Pulau Timor dikenal dengan penghasil sapi untuk diekspor ke Pulau Jawa. Bahkan di Kupang dulu ada pabrik pengalengan daging sapi yang terkenal dan hasilnya dikirim ke Belanda, Jerman dan Australia. Kini jumlah ternak sapi sudah jauh berkurang dan kualitasnya menurun. Sebuah tulisan di Kompas (14/7/08) berjudul : Berharap kepada Gubernur terpilih, menyuarakan seorang peternak sapi Simon Henuk (64) agar Fren mengembalikan Timor sebagai gudang ternak sapi. Simon berharap pemerintah daerah mengadakan bibit ternak sapi unggul, pengadaan obat-obatan untuk menanggulangi hama ternak dan memperbaiki sistem paronisasi. Harapan Simon adalah juga harapan para peternak dan rakyat NTT. Timor juga merupakan penghasil kayu cendana di masa lalu, tetapi kini sudah sulit ditemukan. Masih ada harapan untuk mengembalikan kayu cendana sebagai produk unggulan dengan gerakan penanaman massal dan pengaturan perdagangannya yang lebih menguntungkan rakyat. Selain itu masalah kekeringan yang selalu melanda NTT merupakan tantangan tersendiri bagi Fren untuk memprogramkan pengadaan air bersih untuk kebutuhan sepanjang tahun.
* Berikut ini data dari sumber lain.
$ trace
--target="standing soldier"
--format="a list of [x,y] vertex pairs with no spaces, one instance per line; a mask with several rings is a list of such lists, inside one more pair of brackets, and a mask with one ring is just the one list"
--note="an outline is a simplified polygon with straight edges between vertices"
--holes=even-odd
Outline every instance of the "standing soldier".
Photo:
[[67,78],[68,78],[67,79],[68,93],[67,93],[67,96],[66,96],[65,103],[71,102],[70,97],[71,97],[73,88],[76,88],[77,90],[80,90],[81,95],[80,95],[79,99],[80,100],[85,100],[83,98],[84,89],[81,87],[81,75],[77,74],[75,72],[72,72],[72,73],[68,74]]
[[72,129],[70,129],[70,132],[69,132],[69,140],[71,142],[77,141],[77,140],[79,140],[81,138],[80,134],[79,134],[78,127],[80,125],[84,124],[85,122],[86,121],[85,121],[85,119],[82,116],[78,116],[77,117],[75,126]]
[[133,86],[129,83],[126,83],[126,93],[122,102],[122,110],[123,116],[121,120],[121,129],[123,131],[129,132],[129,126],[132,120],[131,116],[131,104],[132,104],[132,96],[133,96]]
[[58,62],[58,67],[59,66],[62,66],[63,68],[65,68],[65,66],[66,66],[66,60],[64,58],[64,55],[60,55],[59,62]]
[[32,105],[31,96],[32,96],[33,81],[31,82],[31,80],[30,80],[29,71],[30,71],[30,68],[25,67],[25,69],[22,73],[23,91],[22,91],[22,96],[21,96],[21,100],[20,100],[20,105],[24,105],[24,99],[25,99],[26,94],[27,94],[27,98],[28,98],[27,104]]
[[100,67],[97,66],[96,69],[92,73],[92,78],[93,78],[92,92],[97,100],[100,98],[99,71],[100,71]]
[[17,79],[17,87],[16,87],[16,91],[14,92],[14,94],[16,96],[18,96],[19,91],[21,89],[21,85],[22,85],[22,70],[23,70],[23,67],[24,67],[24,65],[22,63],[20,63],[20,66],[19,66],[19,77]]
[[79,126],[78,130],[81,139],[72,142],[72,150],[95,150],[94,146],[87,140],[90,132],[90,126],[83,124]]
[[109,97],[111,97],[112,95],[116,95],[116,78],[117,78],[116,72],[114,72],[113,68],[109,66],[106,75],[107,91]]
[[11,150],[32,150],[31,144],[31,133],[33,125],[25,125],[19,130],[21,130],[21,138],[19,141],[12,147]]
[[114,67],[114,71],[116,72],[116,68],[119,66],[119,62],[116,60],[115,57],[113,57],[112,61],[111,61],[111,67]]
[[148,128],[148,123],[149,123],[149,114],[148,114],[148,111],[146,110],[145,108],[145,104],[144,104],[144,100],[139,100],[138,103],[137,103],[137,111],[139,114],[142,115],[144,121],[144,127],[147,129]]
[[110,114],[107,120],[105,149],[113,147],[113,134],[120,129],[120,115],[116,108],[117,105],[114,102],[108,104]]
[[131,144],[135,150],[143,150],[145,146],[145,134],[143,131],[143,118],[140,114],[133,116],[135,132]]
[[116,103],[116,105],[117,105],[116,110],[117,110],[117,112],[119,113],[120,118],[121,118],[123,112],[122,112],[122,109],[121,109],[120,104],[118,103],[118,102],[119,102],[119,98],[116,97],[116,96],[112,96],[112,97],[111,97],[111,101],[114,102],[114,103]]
Di Pulau Flores dan Alor terhampar hutan kemiri yang luas sebagai tanaman perdagangan yang bernilai ekonomi. Ada kakao dan jambu/kacang mete yang menjadi andalan masyarakat serta pisang beranga dan ubi Nuabosi. Harian Kompas (30/8/08) memuat berita berjudul : Indonesia Bisa Menjadi Eksportir Kakao Terbesar di Dunia. Indonesia berpeluang menjadi pengekspor kakao nomor satu dunia asalkan dapat mengatasi dua masalah utama, yaitu penyediaan bibit unggul dan penggunaan pupuk alam. Saat ini Indonesia berada di peringkat ketiga dunia setelah Ghana dan Pantai Gading. Saya berharap nakhoda Fren bisa meningkatkan penanaman kakao dan meningkatkan kualitasnya menyusul Pemprop Sulawesi Tengah yang telah menandatangani MoU dengan Menristek RI untuk meningkatkan tanaman kakao, beberapa waktu lalu.

Kembali saya menapaki perjalanan di Nagekeo, kabupaten baru yang sedang menjalani pilkada langsung untuk memilih pemimpinnya. Dahulu, Bupati Ngada (waktu itu dijabat Nani Aoh) saya tugaskan untuk merancang pemindahan Ibu kota Kabupaten Ngada dari Bajawa ke Mbai. Hal itu sejalan dengan pembentukan Kapet Mbai yang sudah disetujui pemerintah pusat. Segala upaya sudah dilakukan termasuk pembangunan sarana prasarana untuk pembentukan kota yang baru, serta percobaan pendaratan dan penerbangan pesawat Casa milik TNI-AL di lapangan terbang 'Surabaya Dua'. Tetapi tampaknya pemindahan ibu kota mustahil dilakukan waktu itu. Kini, setelah 14 tahun berlalu, terjawab sudah bahwa segala upaya yang telah dilakukan tidak sia-sia. Calon Ibu kota Ngada yang telah dipersiapkan di Mbai kini menjadi Ibu kota Kabupaten Nagekeo. Bupati Nagekeo terpilih mempunyai tugas melanjutkan pembangunan Kota Mbai yang pernah dirintis dulu termasuk melanjutkan pembangunan Kapet Mbai dengan mengembangkan potensi sumber daya alamnya yang beragam.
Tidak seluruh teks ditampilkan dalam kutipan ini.